A collapsing dollar and China’s monetary strategy, by Alasdair Macleod

It’s not currently in China’s interest to destroy the dollar (US authorities are doing a fine job of that on their own) but when the final destruction occurs, a Chinese gold-backed yuan could supplant the dollar as the world’s reserve currency. From Alasdair Macleod at goldmoney.com:

This article describes how China can escape the fate of a dollar collapse by tying the yuan to gold. There is little doubt she has access to sufficient gold. Currently, her interest is to preserve the dollar, not destroy it, because it is the principal means of Chinese foreign interests being secured .

Furthermore, a return to sound money requires China to reverse its interventionism under Xi, returning to Deng Xiaoping’s original vision. Sound money can only last if the relationship between the state and the wider economy is properly addressed.

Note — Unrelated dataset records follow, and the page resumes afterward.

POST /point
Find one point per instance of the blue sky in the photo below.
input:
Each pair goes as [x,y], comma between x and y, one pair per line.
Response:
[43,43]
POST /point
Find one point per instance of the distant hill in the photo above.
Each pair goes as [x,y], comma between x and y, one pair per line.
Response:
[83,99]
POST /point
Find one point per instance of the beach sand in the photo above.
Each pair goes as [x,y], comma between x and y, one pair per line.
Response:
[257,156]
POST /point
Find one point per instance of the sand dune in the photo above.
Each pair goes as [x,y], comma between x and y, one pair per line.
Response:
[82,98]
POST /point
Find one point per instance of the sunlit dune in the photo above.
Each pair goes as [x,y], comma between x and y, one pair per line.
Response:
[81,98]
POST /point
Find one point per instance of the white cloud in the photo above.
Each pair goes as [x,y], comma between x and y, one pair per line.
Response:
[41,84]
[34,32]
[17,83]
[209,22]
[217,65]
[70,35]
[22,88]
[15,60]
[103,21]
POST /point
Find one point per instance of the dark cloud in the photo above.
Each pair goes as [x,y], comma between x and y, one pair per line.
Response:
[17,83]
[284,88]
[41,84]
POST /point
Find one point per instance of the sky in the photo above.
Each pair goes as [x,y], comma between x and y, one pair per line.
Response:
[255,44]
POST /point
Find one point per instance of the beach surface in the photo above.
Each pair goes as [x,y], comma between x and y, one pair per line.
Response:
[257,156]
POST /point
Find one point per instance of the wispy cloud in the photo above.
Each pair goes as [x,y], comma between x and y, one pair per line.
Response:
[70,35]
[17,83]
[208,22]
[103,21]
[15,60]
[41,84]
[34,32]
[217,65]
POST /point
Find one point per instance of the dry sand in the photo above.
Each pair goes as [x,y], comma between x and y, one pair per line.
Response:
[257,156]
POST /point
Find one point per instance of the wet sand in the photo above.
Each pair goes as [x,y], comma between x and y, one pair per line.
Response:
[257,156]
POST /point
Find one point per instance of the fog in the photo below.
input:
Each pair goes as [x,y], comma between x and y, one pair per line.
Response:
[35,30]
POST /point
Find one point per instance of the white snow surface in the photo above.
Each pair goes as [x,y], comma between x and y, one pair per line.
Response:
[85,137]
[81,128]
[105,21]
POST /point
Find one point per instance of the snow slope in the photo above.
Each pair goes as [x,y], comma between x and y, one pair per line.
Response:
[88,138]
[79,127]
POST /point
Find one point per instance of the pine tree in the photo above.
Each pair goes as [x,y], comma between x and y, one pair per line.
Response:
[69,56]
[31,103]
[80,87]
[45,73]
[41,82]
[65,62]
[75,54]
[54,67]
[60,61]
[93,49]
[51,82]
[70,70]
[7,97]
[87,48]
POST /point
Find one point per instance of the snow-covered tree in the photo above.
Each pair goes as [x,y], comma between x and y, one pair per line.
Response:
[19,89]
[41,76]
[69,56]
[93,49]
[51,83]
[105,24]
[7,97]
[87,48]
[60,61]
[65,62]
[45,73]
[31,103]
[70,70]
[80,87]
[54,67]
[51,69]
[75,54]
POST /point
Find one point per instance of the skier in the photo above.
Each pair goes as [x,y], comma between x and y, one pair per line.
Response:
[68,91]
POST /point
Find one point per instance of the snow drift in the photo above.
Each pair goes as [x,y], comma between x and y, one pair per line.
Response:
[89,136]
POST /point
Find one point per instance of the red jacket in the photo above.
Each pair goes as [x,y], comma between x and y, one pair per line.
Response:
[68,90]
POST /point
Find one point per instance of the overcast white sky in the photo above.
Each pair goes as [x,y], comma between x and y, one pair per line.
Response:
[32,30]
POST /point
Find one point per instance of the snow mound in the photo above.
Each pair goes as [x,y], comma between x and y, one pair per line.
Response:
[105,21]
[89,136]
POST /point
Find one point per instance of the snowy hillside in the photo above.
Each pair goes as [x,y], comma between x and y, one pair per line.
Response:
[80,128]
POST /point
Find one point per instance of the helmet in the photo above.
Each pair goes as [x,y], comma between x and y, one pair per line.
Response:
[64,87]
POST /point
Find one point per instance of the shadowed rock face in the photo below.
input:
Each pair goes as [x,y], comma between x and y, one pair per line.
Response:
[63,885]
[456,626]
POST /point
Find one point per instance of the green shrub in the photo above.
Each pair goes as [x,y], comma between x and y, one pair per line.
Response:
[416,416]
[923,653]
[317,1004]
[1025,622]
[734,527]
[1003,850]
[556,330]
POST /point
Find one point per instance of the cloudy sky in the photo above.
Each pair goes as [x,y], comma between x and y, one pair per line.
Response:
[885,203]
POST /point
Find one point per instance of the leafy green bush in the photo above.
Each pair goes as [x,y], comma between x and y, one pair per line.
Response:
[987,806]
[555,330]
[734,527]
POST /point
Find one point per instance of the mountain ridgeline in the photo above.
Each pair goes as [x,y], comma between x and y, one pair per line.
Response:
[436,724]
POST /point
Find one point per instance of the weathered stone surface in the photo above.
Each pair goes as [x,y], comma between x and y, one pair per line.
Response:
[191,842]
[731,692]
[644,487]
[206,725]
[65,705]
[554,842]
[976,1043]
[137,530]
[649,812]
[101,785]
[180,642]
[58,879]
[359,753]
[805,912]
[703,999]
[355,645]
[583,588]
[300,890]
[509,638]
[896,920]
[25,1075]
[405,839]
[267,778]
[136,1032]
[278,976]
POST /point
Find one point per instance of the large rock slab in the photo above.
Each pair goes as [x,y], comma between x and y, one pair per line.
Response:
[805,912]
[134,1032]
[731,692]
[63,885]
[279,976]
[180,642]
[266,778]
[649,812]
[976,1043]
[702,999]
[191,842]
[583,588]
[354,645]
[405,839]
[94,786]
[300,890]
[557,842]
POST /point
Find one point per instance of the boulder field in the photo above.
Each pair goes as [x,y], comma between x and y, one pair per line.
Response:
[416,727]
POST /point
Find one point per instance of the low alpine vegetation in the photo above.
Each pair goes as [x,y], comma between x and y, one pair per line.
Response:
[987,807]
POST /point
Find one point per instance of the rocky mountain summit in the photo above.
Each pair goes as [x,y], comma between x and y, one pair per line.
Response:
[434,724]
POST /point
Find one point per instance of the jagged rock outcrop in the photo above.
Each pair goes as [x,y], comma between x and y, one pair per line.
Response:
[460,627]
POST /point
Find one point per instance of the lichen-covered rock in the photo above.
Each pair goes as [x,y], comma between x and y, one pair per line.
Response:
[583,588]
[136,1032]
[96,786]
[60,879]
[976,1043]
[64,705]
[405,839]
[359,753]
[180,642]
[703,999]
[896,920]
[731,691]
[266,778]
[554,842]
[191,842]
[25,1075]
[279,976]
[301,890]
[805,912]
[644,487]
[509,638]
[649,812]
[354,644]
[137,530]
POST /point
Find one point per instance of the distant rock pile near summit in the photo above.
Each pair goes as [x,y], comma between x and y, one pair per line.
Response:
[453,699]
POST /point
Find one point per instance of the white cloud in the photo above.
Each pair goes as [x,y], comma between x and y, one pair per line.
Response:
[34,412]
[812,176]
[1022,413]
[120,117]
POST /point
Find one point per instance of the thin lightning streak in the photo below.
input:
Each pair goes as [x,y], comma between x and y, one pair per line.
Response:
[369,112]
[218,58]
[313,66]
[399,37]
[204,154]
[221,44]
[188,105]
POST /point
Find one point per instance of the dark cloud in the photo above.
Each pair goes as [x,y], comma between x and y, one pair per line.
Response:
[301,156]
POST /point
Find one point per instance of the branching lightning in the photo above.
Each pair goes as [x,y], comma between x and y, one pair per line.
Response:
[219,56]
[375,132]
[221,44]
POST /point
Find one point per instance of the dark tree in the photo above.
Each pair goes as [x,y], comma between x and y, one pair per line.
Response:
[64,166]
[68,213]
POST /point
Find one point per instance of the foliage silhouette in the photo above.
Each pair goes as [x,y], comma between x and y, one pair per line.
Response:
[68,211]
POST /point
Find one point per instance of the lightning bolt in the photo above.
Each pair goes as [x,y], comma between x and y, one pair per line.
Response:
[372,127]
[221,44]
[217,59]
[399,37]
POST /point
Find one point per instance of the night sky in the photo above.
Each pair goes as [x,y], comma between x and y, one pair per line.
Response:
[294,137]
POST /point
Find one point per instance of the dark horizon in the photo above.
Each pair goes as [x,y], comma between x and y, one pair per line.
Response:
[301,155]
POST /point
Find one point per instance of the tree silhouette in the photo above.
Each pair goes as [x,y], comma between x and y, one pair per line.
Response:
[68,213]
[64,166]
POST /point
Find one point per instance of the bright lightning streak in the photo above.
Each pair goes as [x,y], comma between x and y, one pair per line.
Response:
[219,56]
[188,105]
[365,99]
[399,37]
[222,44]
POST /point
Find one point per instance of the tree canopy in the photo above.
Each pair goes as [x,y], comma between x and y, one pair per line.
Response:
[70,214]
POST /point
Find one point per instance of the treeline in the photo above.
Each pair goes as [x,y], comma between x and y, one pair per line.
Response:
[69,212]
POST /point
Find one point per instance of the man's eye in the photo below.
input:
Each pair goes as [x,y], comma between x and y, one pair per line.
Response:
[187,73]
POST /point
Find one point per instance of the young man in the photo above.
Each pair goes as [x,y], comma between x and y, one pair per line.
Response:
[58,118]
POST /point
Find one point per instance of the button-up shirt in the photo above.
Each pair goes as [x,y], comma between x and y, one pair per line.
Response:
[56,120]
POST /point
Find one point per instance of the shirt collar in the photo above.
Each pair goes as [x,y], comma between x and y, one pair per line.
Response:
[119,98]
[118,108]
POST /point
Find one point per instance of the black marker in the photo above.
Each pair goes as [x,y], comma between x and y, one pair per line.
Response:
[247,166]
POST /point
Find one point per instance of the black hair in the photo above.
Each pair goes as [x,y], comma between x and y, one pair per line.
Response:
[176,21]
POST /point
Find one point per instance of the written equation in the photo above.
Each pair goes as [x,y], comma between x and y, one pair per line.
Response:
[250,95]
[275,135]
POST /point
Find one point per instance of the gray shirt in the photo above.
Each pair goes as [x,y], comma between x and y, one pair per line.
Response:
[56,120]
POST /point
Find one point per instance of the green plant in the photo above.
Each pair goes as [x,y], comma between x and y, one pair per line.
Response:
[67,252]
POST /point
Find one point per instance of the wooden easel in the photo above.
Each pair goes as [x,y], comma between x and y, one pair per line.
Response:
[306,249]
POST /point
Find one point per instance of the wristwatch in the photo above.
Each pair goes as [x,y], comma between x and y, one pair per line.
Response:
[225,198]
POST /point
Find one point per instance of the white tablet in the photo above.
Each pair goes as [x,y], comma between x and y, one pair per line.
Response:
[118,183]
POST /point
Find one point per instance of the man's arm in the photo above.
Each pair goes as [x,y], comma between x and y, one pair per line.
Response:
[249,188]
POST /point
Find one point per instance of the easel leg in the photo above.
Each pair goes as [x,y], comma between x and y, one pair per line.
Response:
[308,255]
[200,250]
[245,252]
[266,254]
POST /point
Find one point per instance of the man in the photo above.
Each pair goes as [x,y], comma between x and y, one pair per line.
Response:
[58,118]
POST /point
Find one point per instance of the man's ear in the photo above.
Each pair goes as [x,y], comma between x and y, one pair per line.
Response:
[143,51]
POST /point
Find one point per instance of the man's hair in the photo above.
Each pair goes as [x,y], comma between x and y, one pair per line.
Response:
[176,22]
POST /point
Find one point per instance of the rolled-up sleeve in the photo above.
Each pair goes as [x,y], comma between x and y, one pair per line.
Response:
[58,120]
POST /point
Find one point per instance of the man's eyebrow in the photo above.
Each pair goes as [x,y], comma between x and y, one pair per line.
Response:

Of all the major economies, China’s is best placed to implement a sound money solution. At the moment it seems unlikely the necessary reforms will be forthcoming; but a general collapse of the global fiat currency regime presents the opportunity for reassessment and change.

Introduction

In last week’s Insight I examined the position of the US dollar, given the Fed’s current monetary policies, and concluded that the Fed’s dollar is likely to become valueless by the end of this year. The consequences for other major currencies — the euro, yen and pound — are that they are likely to fall with the dollar. This is because they adopt the same monetary policies, the same macroeconomic fallacies, and through the Bank for International Settlements, G7 and G20 meetings agree to continue to be bound by common policies. While the intention is for all to survive by working together, instead it ensures that they all sink together.